Rhys Hughes’s knowingly filthy pastiche of monetary fraud has a character called Peter the Tenant who finds that someone has emptied his lifetime supply of seminal fluid. It’s probably just a coincidence that the main character’s name is very similar to TTA Press columnist and proofreader Peter Tennant. Of course it is. “The Groin Snatcher” is another of the highlights here, and, while it may not be Hughes at his best, it’s fun.
Janett L. Grady’s “Faux Pas, Doc” is the short and effective story of an aging sex-bot in an age of moral repression that doesn’t seem too far away from the fundamentalist right wing of present-day America. When the robot runs across his creator, he sees that there may be an opportunity for survival. Or maybe not.
The “Highway Girl” in Robert Lamb’s even shorter story has revenge (or entrapment) on her mind, and she unpleasantly turns the tables on the man who attempts to rape her. He then finds that he has to deal with all of the consequences. After a brutal start, the story then moves on to a much more interesting place.
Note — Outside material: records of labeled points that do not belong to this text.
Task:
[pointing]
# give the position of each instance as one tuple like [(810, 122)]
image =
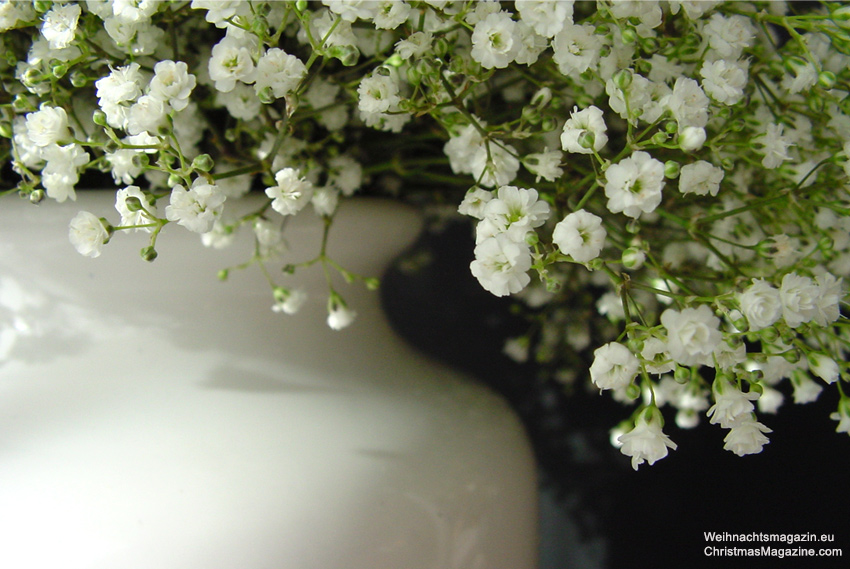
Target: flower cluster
[(661, 183)]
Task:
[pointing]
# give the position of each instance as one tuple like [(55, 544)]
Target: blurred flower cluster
[(661, 183)]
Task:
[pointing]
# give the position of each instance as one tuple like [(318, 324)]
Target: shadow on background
[(655, 517)]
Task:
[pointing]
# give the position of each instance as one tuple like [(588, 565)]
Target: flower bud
[(203, 162), (541, 98), (99, 118), (633, 258), (59, 70), (586, 139), (149, 253), (266, 96), (671, 169), (826, 79), (791, 356), (133, 203), (280, 293), (37, 196), (78, 78), (22, 104), (622, 79), (659, 138), (632, 391), (691, 138), (141, 160)]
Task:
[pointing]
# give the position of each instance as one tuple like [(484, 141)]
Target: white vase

Steve Redwood’s sober “Damaged” is a bleak look at the way men view women. When Maria 8 (the name deliberately evoking in the reader an image of the robot from Metropolis) starts to show signs of wear and tear, John Smith thinks of taking her back to the library for a service. This will mean, however, that her memories will be wiped. She will no longer remember their time together. Worse still, she could be returned to the previous user who had treated her shoddily and inflicted damage on her. But she needs a service—the silver paint is starting to peel off, revealing the pink layer beneath. What to do? This frank and searching story has an excellent chance of making it into some of the Year’s Best anthologies.
Michael R. Colangelo’s punky “Steel Teeth and Synthetics” is set in a violent, postapocalyptic city where cannibalism for food and spare parts is rife. There is a very active black market in mechanical organs, and pragmatic alliances and recreational drugs make life endurable, if not enjoyable. It’s a lively adventure and well rendered, and you’ll already know by the description whether you’ll enjoy it or not.
There is a piece of surreal flash fiction from Frank Burton called “The Day She Melted” that is smoothly written, accurately titled, and about a paragraph long, and then there is the final story, “Live Without a Net: Bloodletting the Robot” by RC Edrington, which is as clear as its title suggests. A being is strapped to a table and is being drained of blood by a middle-aged woman who is keen to sample the properties of his blood. Vampires, AIDS, and junkies all occur to the reader, but the prose remains too opaque to satisfactorily resolve the issue.
Edrington also contributes a lengthy poem to this issue, and there is a sequence of poems (titled “A Sequence of Rashes”) from KC Wilder here as well.
This issue of Polluto is again a fine-looking magazine and, even if it doesn’t consistently reach the heights of the previous issue, it is still a pleasure to read. It has been produced as a limited edition hardback of 100 copies and a paperback of 500 copies.